- Born: September 8, 1913 Lake Charles, Louisiana
- Died: December 28, 2005 (aged 92)
- Occupations: Pharmacist, business owner
- Years active: 1944–2005
- Known for: Blankinship Distributors

= G. Lawrence Blankinship Sr. =

American businessman

G. Lawrence Blankinship Sr. (1913–2005) was an African-American businessman and civic leader from Kansas City. He served as the chairman of the Kansas City Black Economic Union for more than 14 years.

== Life ==
Blankinship was born on September 8, 1913, in Lake Charles, Louisiana, to Mattie G. Blankinship and Lee Blankinship and was the youngest of three children and the only son. He moved to Kansas City in his teens and graduated from Lincoln High School. He later attended Kansas City College of Pharmacy and was told by an instructor that several white students in his class objected to his presence because he was black.

He married Opal C. Blankinship in 1953 and they had two children, Adrian and G. Lawrence Blankinship Jr.

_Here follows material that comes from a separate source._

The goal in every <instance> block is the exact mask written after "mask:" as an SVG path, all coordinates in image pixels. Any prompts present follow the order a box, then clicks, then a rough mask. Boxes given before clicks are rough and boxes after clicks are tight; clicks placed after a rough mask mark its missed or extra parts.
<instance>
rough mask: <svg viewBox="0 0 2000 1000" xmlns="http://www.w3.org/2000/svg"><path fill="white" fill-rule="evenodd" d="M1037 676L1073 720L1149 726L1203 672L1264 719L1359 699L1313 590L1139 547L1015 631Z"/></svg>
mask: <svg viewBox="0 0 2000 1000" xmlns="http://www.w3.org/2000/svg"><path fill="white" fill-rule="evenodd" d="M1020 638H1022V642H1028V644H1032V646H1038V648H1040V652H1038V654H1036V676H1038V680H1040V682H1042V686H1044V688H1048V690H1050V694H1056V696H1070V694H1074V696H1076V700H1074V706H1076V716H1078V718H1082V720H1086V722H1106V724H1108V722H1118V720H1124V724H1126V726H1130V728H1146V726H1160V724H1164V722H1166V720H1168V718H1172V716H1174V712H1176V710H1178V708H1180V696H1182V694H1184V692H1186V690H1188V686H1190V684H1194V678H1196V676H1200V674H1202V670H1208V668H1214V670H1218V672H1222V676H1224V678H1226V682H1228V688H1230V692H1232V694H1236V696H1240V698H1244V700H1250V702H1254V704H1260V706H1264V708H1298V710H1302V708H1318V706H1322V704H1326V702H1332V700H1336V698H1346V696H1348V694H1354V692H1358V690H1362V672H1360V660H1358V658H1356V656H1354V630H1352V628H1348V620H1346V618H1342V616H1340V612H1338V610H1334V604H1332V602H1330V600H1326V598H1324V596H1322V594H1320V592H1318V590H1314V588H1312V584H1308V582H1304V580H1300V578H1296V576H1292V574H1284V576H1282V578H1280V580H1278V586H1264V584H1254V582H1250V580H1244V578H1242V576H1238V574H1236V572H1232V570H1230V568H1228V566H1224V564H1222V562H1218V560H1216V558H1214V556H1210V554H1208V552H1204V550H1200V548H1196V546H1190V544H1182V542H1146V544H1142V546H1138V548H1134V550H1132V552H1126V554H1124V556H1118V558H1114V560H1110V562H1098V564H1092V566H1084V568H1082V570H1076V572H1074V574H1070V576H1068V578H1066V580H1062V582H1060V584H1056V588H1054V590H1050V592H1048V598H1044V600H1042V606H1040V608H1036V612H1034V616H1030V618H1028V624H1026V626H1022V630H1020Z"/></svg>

Blankinship died on December 28, 2005, at age 92.

== Career ==
In April 1944, he founded Blankinship & Meyers Jobbers together with Fred Meyers, a fellow manager within the Crown Drug Store chain. The company was a wholesale supplier of African American beauty products.

In 1947, Meyers decided to leave the newly formed company for personal health reasons, and the company became Blankinship Distributors Inc. Blankinship went on to supply hundreds of sales outlets, primarily drugstores, with hair care and cosmetic products developed for the burgeoning African American markets.